Sampai saat ini anak-anak Palestina menderita penyiksaan, penahanan, dan pembunuhan.
Panggilan ini didasarkan pada Deklarasi Hak Anak yang diterbitkan pada tahun 1959, Konvensi Hak Anak pada tahun 1989, dan Deklarasi perlindungan Perempuan dan anak di wilayah konflik, pada tahun 1974.
Seperti dikutip PIC Senin (15/2), Riyad al-Ashqar, seorang peneliti, menyatakan, kejahatan Israel terhadap anak-anak Palestina meningkat selama beberapa bulan terakhir.
Seperti surat pemanggilan, penangkapan, penyiksaan, eksekusi penembakan tanpa didasari alasan yang jelas, hukuman tahanan rumah, menjauhkan anak dari keluarganya selama berbulan-bulan, menjatuhkan denda yang besar, dan menahan anak di bawah umur sepuluh tahun.
Ia menambahkan kejadian ini merupakan kejahatan dan pelanggaran perang yang menurut hukum internasional melanggar hak asasi.

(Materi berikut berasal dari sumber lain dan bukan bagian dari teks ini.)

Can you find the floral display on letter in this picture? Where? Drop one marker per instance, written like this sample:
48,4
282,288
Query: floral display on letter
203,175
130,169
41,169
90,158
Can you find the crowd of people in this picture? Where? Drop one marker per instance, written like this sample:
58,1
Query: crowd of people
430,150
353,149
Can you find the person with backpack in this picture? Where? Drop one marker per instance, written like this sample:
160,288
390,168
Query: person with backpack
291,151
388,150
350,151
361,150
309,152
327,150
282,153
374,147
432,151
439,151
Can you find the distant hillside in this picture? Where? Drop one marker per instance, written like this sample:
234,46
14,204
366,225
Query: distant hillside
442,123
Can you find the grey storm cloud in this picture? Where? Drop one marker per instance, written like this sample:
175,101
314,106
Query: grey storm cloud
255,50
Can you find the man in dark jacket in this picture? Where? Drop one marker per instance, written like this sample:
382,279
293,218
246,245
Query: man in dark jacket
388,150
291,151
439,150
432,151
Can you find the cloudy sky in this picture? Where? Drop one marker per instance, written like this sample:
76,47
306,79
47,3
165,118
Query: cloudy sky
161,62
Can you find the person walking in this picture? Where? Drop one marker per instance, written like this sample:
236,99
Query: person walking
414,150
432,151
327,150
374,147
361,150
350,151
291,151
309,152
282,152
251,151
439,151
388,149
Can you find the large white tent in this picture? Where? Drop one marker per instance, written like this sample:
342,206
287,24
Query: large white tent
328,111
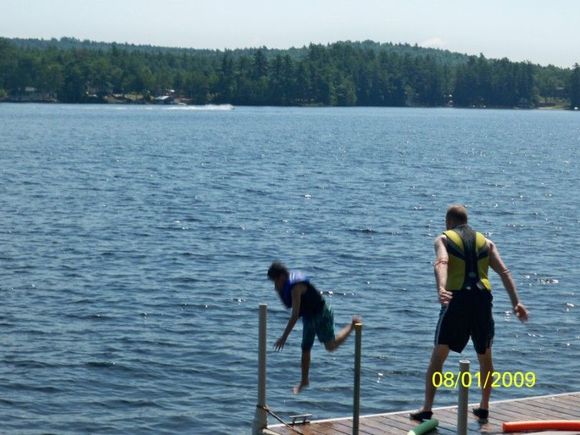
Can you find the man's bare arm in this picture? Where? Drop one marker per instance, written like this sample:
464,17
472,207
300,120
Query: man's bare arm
500,268
440,270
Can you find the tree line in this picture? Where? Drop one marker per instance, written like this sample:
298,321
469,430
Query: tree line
338,74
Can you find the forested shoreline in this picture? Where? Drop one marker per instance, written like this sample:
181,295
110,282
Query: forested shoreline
339,74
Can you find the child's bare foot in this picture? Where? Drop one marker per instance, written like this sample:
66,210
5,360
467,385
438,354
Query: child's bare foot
299,387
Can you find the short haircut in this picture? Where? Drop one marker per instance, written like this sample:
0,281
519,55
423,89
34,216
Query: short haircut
457,214
276,270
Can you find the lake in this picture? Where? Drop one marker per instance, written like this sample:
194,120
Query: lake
135,240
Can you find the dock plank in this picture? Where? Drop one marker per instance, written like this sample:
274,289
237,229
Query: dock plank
553,407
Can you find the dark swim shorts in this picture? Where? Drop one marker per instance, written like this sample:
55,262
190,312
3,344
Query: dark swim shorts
469,314
321,325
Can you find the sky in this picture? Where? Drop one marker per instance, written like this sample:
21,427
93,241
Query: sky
539,31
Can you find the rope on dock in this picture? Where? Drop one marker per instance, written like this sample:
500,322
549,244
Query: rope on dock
269,411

Ashqar menekankan, pentingnya membangun tim pengacara khusus, dalam kerjasama dengan perstuan pengacara Arab (ALU), guna menghentikan semua kejahatan Israel ini. Serta menyerahkan catatan kejahatan Israel kepada lembaga-lembaga internasional untuk menciptakan kesadaran masyarakat internasional.